Except for one patient with history of Graves' disease, none had previous thyroid disease.

Euthyroidism was present in 32/34 acromegalic patients; 2/34 patients had secondary hypothyroidism. One patient who was euthyroid at the first appointment, developed hyperthyroidism associated to thyrotropinoma 6 months later (TSH = 1.77 µUI/mL and FT4 = 2.69 ng/dL). There were no significant differences in TSH or FT4 levels between patients with or without goiter (Unpaired t test). Median and (range) were: 1.22 (0.26 -3.40) vs. 1.10 (1.03-2.60) µUI/mL for TSH, and 1.27 (0.74-1.60) vs. 1.20 (1.10-1.70) ng/dL for FT4, respectively. Only 3/34 patients had positive TPOAb levels.

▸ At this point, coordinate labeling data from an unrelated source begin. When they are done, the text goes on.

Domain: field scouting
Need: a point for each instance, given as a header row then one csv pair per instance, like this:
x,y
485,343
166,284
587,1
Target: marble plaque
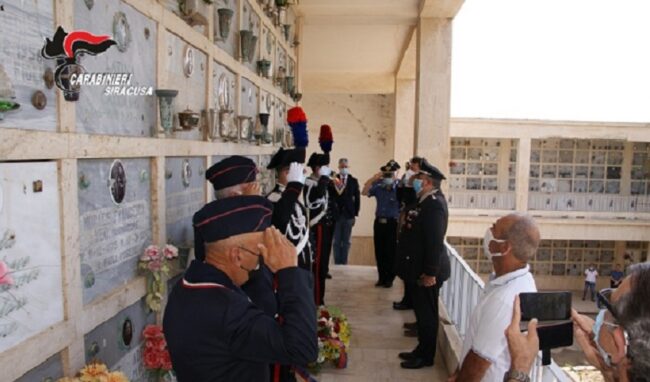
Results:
x,y
30,245
49,371
192,89
24,25
112,236
266,177
107,341
98,113
185,194
218,158
249,99
230,44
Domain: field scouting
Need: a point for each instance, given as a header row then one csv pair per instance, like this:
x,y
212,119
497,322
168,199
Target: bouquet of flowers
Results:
x,y
156,356
154,263
333,338
96,372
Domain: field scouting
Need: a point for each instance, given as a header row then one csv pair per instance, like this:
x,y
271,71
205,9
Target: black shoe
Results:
x,y
411,333
410,325
401,306
416,363
407,355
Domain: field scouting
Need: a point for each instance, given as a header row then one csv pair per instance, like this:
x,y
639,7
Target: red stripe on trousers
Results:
x,y
319,246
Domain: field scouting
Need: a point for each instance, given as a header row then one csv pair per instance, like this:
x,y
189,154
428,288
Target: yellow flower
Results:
x,y
117,376
94,372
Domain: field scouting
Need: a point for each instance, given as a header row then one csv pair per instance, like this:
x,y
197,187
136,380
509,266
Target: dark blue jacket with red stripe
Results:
x,y
215,333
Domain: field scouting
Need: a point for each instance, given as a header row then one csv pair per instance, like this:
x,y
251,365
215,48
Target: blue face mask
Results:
x,y
598,325
417,185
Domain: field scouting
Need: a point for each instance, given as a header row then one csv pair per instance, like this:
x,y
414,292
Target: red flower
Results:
x,y
152,331
152,359
166,361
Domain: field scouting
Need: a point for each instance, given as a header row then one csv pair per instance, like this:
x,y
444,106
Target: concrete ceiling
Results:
x,y
358,46
354,46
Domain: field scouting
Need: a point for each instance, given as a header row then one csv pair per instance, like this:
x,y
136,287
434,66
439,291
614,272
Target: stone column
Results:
x,y
404,119
433,89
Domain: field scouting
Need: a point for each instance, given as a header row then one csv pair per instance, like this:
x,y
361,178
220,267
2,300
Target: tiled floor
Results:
x,y
376,329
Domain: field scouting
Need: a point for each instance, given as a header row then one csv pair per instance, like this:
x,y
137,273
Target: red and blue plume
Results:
x,y
325,138
297,120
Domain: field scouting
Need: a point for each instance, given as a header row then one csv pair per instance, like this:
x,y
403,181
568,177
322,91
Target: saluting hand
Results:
x,y
278,252
252,188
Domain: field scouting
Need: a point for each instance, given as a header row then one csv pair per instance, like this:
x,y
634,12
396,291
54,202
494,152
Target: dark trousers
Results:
x,y
321,242
385,238
425,305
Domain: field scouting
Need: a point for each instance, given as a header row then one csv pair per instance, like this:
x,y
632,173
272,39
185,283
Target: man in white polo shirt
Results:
x,y
510,243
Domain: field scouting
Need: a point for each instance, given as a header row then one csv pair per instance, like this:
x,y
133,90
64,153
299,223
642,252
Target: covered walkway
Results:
x,y
376,329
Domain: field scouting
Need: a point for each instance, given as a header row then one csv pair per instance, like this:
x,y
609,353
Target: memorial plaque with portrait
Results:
x,y
114,222
118,341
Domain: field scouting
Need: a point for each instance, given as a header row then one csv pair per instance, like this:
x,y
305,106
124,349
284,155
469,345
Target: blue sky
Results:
x,y
584,60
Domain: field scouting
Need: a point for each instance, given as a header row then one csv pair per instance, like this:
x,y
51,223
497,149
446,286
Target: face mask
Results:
x,y
486,244
600,320
417,185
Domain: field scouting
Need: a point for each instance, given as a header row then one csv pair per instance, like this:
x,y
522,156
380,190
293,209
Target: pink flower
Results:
x,y
155,265
152,331
5,277
151,253
170,252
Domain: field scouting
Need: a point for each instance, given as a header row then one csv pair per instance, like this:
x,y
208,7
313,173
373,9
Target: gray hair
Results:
x,y
229,191
523,236
633,312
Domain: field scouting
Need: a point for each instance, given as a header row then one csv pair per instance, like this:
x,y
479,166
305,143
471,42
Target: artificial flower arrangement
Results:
x,y
96,372
154,262
333,338
156,356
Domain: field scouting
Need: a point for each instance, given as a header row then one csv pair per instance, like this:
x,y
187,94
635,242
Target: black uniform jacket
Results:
x,y
317,200
290,217
421,241
214,332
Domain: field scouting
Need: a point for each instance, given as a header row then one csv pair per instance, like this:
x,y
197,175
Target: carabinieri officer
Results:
x,y
423,263
213,331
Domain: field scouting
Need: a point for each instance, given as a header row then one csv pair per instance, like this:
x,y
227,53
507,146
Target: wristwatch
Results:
x,y
516,375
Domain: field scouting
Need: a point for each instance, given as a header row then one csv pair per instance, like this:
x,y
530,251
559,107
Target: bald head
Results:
x,y
522,233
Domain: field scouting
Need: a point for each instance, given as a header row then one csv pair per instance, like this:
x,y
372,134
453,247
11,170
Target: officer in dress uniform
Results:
x,y
213,331
321,221
234,176
289,214
383,187
407,197
423,263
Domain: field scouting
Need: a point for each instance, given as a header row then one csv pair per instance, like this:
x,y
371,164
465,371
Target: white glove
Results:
x,y
325,171
296,173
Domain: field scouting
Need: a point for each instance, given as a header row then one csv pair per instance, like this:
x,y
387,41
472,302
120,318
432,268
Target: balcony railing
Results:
x,y
461,293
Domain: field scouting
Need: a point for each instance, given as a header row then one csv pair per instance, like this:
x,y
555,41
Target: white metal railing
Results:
x,y
461,293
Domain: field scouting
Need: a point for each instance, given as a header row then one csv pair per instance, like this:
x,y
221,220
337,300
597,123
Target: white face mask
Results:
x,y
486,244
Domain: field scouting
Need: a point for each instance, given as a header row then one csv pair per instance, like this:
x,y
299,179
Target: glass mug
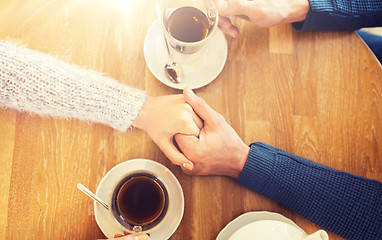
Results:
x,y
139,202
188,26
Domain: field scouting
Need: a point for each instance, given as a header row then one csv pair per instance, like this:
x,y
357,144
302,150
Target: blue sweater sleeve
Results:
x,y
341,15
347,205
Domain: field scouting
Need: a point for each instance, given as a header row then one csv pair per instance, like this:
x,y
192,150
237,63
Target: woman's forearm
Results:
x,y
38,83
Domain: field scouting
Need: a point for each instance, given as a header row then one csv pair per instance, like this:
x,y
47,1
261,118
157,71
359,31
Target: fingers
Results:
x,y
227,27
201,108
197,121
186,143
195,118
175,156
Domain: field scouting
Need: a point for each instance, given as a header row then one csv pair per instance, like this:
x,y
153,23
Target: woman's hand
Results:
x,y
163,117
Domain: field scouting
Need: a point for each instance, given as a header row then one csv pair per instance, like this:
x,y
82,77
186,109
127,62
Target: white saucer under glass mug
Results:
x,y
188,26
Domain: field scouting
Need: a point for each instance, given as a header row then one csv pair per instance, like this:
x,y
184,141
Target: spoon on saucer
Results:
x,y
92,195
173,70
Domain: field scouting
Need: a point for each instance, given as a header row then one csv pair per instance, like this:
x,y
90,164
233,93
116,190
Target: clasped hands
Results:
x,y
208,144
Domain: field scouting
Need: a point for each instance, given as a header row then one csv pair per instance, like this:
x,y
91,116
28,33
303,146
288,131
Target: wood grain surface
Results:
x,y
314,94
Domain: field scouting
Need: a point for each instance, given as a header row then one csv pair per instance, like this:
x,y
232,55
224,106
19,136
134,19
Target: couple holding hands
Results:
x,y
35,82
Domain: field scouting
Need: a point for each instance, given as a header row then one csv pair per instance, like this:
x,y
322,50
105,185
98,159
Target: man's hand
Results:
x,y
218,150
264,13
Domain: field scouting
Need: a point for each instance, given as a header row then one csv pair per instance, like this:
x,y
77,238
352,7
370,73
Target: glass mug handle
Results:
x,y
137,229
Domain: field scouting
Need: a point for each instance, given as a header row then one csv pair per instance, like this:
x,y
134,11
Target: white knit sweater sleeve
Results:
x,y
35,82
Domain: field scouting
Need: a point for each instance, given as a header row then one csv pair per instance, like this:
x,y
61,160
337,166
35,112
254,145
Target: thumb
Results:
x,y
229,8
175,156
201,108
186,143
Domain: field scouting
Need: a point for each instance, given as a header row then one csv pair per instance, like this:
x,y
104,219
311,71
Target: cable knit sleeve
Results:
x,y
341,15
345,204
35,82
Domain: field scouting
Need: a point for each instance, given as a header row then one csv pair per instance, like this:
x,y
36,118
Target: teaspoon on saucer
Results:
x,y
92,195
172,69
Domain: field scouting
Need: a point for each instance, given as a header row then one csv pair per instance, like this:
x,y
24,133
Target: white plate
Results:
x,y
249,218
196,75
105,220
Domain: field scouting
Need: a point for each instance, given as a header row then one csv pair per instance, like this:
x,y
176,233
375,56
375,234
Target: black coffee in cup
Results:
x,y
140,199
188,24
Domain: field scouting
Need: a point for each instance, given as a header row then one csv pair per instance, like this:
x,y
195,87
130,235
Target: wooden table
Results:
x,y
314,94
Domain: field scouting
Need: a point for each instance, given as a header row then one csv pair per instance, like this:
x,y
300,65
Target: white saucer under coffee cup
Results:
x,y
168,224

The presence of goiter in our acromegalic population did not show any association with their age, gender, or disease history (Multiple Regression test). However, patients with nodular goiter had a trend toward a longer history of acromegaly.

Thyroid nodular ultrasound scan

Thyroid nodules were detected by US in 23/34 (67%) patients. Nodules were mostly hypoechoic (17/23), and 18/23 were larger than 10 mm in diameter. US characteristics in multinodular goiter were based only on the largest nodule (Table 2).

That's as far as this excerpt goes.